Eklavya : Enter Darknet

My first step into the world of Machine Learning.

Posted by Sarrah Bastawala on November 24, 2021 · 16 mins read

ENTER DARKNET

This blog is about our project in the Eklavya Mentorship Program by SRA VJTI.
Here we have documented our journey through the world of Darknet and we hope that this will be a great starting point for others who wish to explore it!

Intro Image

Note: Editing skills are applied on images under professional guidance to make project seem cooler than it appears and should not be taken seriously

About This Project

Aim

The main aim of the project was to explore the darknet framework and its uses in deep learning and object detection, thereby applying our knowledge to the use of image classification using a CNN model.

Domains Explored In This Project

  • Deep Learning and Convolutional Neural Networks.
  • Image Classification and Object Detection.
  • Image Processing.
  • Computer Vision.

What Is Darknet ?

Darknet is an open source neural network framework written in C and CUDA. Basically, we spent a total of six weeks researching and understanding about this framework, as compared to other more commonly known libraries such as Tensorflow and Keras, it is fast, easy to install, and supports CPU and GPU computation.
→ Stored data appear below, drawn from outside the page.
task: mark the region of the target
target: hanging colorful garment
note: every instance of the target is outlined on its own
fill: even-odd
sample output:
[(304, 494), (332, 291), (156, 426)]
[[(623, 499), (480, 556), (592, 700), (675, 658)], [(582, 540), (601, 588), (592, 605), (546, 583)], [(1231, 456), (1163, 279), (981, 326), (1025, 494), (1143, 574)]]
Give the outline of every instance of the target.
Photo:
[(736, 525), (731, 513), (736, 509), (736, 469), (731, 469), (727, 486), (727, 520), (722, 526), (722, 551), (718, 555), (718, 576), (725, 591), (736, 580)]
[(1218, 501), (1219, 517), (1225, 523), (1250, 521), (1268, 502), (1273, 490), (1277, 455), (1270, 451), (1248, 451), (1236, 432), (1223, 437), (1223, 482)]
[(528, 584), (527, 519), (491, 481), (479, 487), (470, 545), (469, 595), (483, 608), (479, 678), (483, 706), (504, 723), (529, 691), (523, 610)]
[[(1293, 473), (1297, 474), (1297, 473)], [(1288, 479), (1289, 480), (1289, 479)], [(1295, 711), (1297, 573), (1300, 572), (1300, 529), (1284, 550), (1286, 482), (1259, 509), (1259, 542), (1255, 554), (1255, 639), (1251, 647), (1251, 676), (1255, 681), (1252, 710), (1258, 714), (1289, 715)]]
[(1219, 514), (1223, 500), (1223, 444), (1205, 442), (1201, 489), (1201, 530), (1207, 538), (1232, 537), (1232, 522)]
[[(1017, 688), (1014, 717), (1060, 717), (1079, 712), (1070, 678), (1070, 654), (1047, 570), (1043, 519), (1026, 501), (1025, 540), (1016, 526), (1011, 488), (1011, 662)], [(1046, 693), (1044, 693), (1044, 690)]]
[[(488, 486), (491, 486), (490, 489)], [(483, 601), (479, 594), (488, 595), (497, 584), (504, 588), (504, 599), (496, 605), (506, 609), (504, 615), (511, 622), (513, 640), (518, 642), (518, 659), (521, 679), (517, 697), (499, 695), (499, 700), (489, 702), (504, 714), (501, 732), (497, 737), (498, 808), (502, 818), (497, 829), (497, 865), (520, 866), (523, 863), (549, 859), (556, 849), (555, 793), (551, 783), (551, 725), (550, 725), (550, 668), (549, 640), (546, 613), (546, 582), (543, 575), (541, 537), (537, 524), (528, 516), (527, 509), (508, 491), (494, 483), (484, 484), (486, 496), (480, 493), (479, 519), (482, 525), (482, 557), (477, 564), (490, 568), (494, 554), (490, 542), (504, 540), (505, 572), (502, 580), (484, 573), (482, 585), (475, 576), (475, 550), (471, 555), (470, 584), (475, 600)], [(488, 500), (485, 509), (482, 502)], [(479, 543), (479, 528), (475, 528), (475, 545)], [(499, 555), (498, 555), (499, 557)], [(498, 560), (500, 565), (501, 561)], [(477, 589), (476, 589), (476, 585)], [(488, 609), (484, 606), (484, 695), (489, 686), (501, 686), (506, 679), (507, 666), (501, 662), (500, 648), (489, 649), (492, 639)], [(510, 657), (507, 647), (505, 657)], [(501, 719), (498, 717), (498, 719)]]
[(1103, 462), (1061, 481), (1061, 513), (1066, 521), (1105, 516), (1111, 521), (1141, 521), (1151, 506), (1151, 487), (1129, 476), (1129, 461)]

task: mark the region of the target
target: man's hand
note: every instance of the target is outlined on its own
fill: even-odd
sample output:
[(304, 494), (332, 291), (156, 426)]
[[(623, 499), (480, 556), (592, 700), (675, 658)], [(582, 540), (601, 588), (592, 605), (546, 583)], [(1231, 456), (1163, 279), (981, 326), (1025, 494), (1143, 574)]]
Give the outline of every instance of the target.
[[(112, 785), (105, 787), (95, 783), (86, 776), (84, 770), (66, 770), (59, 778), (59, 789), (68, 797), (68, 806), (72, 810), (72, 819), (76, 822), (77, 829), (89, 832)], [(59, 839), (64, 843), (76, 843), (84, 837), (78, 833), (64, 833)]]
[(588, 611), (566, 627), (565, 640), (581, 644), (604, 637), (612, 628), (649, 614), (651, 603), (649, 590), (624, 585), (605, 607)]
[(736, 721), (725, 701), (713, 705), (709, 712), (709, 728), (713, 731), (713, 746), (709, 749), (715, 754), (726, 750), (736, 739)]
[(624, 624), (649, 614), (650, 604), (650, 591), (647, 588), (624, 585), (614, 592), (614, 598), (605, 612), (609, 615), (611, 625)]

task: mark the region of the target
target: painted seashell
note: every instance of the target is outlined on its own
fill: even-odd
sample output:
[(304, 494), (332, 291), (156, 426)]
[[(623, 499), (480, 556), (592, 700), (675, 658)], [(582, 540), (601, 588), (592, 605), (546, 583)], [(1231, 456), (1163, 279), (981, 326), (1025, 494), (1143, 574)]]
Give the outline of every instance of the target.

Based on this blog, if you too would like to try tyour hand at using it for your AI expeditions, you can find the source on GitHub.

Darknet Logo

The darknet framework has a variety of uses, the most prominent ones being object detection and image classification.
It is used to classify images ImageNet challenge or to train a classifier on CIFAR-10 dataset.

You only look once (YOLO) is a state-of-the-art, real-time object detection system which uses the darknet framework. Even though we don’t use this a lot in our project, using some of the inbuilt config files in the darknet repo that include yolo, yolov2, the most commonly used used yolov3, and even yolov4, darknet makes magic come alive with as easy as a few clicks to train huge datsets and use it for a world of extremely accurate object detection.

YOLO

Approach

As mentioned above, we wanted to explore everything about darknet from scratch and hence we made a goal to effectively classify an image among the specified classes according to the provided data set, from scratch ! The proposed project consists of a model that is well researched and comprises various layers such as convolutional pooling and softmax.
By using convolutional neural networks we make an effective trainable model using these layers and then supply it to the darknet frameowrk along with our data set and label files where we can train the model using deep learning. Once our model is effectively trained, it will be able to identify, distinguish and correctly label any image fed to it in its data. We chose classification over image detection as we wanted to try to be able to make our own config and data files, wheras the latter can be acomplished simple by the files already loaded in darknet’s cfg folder.

Classification Example

To train the model we pass a config file, a data file including the paths of our data set and labels to a darknet train command. We then use it to generate a weights file, which is passed along with the configured data file during the testing of any image and applies the correct values in the model. Once the model is trained and an image is passed on to it for testing, it classifies the image according to the output of its final softmax layer and prints the probability or percentage of the image being each of the given labels. We tested two models to do this and based the output of our project on the one that worked better. We talk about our experiences with both models in detail later on.

Workflow

Workflow_Diagram

After a whole lot of research, some procrastination and taking full advantage of our teamwork, this is how we ended up going about our project from start-to-finish.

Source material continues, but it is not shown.